Der danach gegebene Herstellungsanspruch ist entgegen der Ansicht des LG nicht gem. § 2 Nr. 1 des Mietvertrags ausgeschlossen. Nach dieser Klausel erkennt der Mieter mit der Übernahme an, dass die Mietsache in einem zu dem vertragsgemäßen Gebrauch geeigneten Zustand ist, es sei denn, es handele sich um versteckte Mängel. Die Rechtsfolgen dieses „Anerkenntnisses“ lassen sich der Klausel nicht entnehmen. Nach Ansicht des Senats ist die Klausel dahin auszulegen, dass, soweit ein „Anerkenntnis“ in dem genannten Sinne erfolgte, die Rechtsfolgen eintreten, die dem Gesetz für den Fall der Kenntnis des Mieters von einem Mangel der Mietsache zu entnehmen sind. Dieser Fall ist in § 539 BGB geregelt. Danach stehen dem Mieter, der bei Abschluss des Vertrags den Mangel der gemieteten Sache kennt, die in den §§ 537 , 538 BGB bestimmten Rechte nicht zu. Dabei handelt es sich um die völlige oder teilweise Befreiung von der Verpflichtung zur Mietzinszahlung und um Schadensersatzansprüche des Mieters. Der auf Mangelbeseitigung gerichtete Erfüllungsanspruch des Mieters aus § 536 BGB wird indes durch § 539 BGB nicht ausgeschlossen (vgl. BGH, WM 1967, 850 (851); NJW 1980, 777 = LM § 537 BGB Nr. 26; BGHZ 101, 253 = NJW 1987, 2575 = LM § 535 BGB Nr. 109 = DWW 1987, 219 (222); Erman-Schopp, BGB, 8. Aufl., § 539 Rdnr. 6; Palandt-Putzo, BGB, 50. Aufl., § 539 Rdnr. 1; Soergel-Kummer, BGB, 11. Aufl., § 539 Rdnr. 4, § 535 Rdnr. 204; Sternel, MietR, 3. Aufl., II Rdnrn. 46, 655, 657; Köhler, JZ 1989, 770 f.; a. A. Voelskow, in: MünchKomm, 2. Aufl., § 539 Rdnr. 4; Wilhelm, JZ 1982, 488 (494)).

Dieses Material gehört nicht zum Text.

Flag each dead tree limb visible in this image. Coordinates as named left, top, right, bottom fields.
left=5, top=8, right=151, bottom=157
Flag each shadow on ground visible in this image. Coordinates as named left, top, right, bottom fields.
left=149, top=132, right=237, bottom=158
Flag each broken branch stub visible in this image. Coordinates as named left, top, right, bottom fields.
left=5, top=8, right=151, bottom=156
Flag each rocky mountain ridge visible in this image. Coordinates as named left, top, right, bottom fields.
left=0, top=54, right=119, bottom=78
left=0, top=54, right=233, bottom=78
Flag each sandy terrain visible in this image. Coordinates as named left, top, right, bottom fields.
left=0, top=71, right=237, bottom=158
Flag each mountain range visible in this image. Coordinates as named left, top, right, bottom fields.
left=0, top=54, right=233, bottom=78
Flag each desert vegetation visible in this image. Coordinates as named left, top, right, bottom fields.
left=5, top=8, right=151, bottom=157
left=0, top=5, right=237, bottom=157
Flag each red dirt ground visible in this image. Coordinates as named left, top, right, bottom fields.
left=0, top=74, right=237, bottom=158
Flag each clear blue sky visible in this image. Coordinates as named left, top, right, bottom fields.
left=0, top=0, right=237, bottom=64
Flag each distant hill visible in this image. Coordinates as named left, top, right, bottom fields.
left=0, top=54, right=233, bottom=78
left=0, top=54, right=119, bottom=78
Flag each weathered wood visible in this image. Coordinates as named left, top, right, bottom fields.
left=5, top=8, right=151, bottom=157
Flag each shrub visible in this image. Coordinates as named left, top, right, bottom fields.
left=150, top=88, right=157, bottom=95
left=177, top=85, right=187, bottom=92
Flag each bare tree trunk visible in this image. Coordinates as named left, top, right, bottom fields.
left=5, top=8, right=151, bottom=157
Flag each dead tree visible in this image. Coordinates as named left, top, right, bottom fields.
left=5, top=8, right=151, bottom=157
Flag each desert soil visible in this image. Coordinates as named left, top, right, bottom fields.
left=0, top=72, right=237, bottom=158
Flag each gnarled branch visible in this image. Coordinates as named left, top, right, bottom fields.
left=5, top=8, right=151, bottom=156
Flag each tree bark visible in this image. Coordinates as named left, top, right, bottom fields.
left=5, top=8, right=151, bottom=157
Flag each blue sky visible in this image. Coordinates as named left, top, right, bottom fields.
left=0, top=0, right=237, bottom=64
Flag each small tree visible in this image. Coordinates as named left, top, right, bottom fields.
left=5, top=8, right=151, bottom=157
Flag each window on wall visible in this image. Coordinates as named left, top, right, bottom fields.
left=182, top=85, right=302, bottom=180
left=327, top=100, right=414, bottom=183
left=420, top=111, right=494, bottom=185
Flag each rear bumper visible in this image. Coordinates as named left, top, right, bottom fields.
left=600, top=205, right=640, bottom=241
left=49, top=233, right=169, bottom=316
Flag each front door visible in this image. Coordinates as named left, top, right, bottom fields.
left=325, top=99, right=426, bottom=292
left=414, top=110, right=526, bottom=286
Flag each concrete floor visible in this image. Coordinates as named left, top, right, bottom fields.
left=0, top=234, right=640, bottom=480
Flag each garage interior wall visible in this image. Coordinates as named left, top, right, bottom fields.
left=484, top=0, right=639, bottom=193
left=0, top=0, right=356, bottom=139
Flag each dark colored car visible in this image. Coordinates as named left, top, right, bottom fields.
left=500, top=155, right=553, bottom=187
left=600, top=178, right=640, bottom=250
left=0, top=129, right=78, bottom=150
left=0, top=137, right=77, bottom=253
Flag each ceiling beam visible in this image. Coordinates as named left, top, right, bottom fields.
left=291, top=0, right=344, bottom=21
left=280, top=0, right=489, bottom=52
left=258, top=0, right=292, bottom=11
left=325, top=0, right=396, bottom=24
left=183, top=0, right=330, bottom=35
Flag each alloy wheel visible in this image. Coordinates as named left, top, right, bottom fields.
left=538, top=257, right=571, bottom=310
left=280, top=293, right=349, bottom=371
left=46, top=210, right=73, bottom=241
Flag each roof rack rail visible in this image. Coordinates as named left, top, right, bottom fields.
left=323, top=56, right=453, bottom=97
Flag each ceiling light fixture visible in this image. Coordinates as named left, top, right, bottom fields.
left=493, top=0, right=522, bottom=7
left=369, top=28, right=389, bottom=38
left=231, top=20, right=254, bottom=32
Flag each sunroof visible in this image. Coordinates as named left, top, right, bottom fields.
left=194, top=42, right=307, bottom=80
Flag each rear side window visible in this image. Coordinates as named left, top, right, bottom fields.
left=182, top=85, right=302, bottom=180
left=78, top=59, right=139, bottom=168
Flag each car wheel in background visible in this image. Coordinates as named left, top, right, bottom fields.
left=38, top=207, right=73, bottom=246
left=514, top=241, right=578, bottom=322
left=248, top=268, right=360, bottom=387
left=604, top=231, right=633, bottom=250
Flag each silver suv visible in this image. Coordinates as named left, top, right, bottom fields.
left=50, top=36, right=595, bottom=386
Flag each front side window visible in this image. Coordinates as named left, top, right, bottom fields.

Eine unterschiedliche Behandlung der Ansprüche aus § 536 einerseits und aus den §§ 537 , 538 BGB wie auch des Kündigungsrechts des Mieters (vgl. § 543 BGB) andererseits führt nicht zu einem Wertungswiderspruch; sie ist durchaus sinnvoll und im Interesse des Mieterschutzes geboten.

Ein rechtsgeschäftlicher Ausschluss des Mangelbeseitigungsanspruchs lässt sich der genannten Regelung des Mietvertrags nicht entnehmen. Wenn es dort heißt, die Mieterin erkenne mit der Übernahme an, dass die Mietsache, mit Ausnahme der in dem Übergabeprotokoll gekennzeichneten Mängel, in einem zu dem vertragsgemäßen Gebrauch geeigneten Zustand sei, so bedeutet dies nichts anderes, als dass die Rechtsfolgen eintreten, die das Gesetz an eine Kenntnis des Mieters von einem Mangel der Mietsache knüpft. Im Übrigen handelt es sich bei der Überhitzung der Räume um einen (zunächst) versteckten Mangel, der erst mit der Benutzung der Räume in Erscheinung getreten ist. Der Mangel liegt primär nicht in der äußeren Gestaltung des Gebäudes, sondern in deren erst im Laufe der Mietzeit erkennbar werdenden Auswirkungen. Bei Abschluss des Mietvertrags war zwar erkennbar, dass das Gebäude große Fensterflächen erhalten würde; indes waren die Fenster zu diesem Zeitpunkt noch nicht installiert, etwa beabsichtigte Maßnahmen des Sonnenschutzes waren mithin noch nicht zu beurteilen. Im Zeitpunkt der Fertigung des Übernahmeprotokolls waren zwar die Fenster bereits installiert. Der Senat teilt indes nicht die Meinung des LG, bereits aufgrund der äußeren Gestaltung habe der Geschäftsführer der Bekl. damit rechnen müssen, dass es zu einer unzuträglichen Überhitzung der Räume kommen werde. Bevor diese Auswirkung der äußeren Gestaltung erkennbar in Erscheinung trat, durfte die Bekl. damit rechnen, dass bei der Errichtung des Bauwerks die notwendigen Maßnahmen getroffen worden waren, um zu erwartende Aufheizungseffekte der großen Fensterflächen in ausreichendem Maße in den Griff zu bekommen. Damit, dass gegen alle Regeln der Baukunst keinerlei entsprechende Maßnahmen unternommen worden waren, musste die Bekl. als Mieterin nicht rechnen. Eine besondere dahingehende Sachkunde des Geschäftsführers der Bekl. als Fachmann auf dem Gebiet der Messtechnik, die eine Kenntnis von den später eintretenden Umständen hätte nach sich ziehen können, hat die Kl. nicht nachvollziehbar behauptet ...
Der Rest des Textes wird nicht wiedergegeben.